The journey Cagan Baldree took on the gridiron is one that’s rooted in ag. But his greatest influence wasn’t the ranch but a rancher.

But due to the novel coronavirus pandemic, it wasn’t even certain there would be a football season this year.

“COVID-19 affected me just like everyone else. It added some stress for my wife and I when we were planning our wedding, which took place July 11, but it went off without a hitch, just with limited capacity,” he said. “Then, of course, our football season was delayed until Sept. 26, but we weren’t even sure it would happen at all at first.”

Cagan plans to keep training hard, playing hard and studying hard to reach his goals. But without his agricultural background, Cagan said his success could have never happened.

“It goes back to the way my dad raised us, that there’s a blessing in work,” Cagan said. “Whatever the situation was, we’d take the same mentality, mindset, discipline, hard work and attention to detail in anything that we do—whether that be working here on the place or with sports. If you just let things go, it’s not going to look like something you want to take hold of, and that’s the same thing with a football career. I need to take care of my own body. I need to take care of training and making sure that I’m prepared to do what I need to do.”

No matter where football or life takes him in the future, Cagan’s roots are firmly planted.

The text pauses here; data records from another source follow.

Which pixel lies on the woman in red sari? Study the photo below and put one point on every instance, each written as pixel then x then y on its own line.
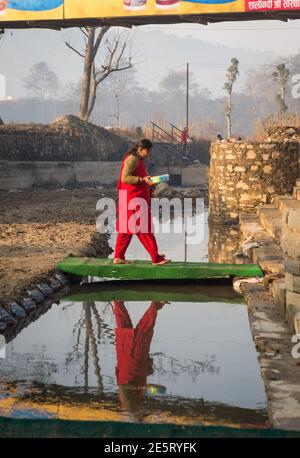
pixel 134 191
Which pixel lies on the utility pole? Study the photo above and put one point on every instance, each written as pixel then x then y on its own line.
pixel 187 95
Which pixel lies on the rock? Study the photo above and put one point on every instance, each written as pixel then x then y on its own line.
pixel 15 310
pixel 292 282
pixel 55 284
pixel 36 295
pixel 292 266
pixel 28 304
pixel 45 289
pixel 6 317
pixel 62 279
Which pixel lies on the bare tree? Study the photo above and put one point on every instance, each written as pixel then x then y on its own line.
pixel 94 75
pixel 41 82
pixel 232 74
pixel 281 75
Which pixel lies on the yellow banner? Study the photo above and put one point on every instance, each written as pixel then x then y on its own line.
pixel 75 9
pixel 31 10
pixel 45 10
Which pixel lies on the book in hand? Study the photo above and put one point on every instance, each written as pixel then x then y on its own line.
pixel 160 179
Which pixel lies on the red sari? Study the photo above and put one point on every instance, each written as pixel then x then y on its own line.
pixel 135 219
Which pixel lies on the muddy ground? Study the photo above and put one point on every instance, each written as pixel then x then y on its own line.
pixel 38 228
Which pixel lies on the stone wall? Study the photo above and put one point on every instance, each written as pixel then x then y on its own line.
pixel 25 175
pixel 191 175
pixel 245 175
pixel 65 139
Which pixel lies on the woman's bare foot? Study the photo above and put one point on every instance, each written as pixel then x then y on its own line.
pixel 161 263
pixel 121 261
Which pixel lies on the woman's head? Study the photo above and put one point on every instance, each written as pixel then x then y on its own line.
pixel 142 149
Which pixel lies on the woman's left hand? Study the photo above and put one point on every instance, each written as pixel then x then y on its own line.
pixel 148 181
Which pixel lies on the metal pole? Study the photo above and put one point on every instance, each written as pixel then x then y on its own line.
pixel 187 95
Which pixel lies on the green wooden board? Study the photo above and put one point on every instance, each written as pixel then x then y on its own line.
pixel 144 270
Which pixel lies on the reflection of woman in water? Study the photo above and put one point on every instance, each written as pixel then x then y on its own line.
pixel 133 360
pixel 34 5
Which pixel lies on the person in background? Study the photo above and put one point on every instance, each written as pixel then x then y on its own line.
pixel 136 183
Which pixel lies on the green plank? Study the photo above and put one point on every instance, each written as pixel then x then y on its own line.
pixel 144 270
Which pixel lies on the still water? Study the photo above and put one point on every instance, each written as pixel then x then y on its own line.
pixel 145 353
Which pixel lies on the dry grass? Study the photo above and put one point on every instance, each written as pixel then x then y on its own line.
pixel 268 126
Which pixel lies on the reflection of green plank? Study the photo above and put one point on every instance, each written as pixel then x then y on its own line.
pixel 145 296
pixel 144 270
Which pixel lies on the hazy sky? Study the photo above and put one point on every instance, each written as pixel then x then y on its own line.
pixel 158 49
pixel 277 36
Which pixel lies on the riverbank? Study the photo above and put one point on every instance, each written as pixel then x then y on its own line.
pixel 38 228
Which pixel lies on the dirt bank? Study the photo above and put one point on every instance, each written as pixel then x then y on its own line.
pixel 38 228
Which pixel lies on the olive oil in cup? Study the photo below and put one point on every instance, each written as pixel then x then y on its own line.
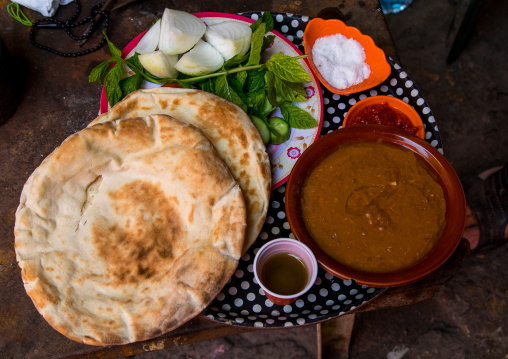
pixel 286 269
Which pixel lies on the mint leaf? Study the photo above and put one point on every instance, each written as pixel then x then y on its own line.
pixel 134 61
pixel 256 45
pixel 234 61
pixel 289 91
pixel 112 84
pixel 237 87
pixel 296 117
pixel 224 90
pixel 242 77
pixel 98 72
pixel 287 68
pixel 130 84
pixel 270 88
pixel 257 100
pixel 115 51
pixel 255 80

And they’ll always bring him home again.

“My brother and my sister and I were my dad’s pride and joy,” Cagan said. “But this land and where our roots are set is also so foundational to who we are as a family. We’ll always make sure that this place is cherished and taken care of and appreciated for what it is and what it’s meant to us. It’s just an amazing testament to how we’ve been blessed as a family to lean on each other when things are tough. God strengthened us through that. It’s not always a happy story, but there’s so much depth there.”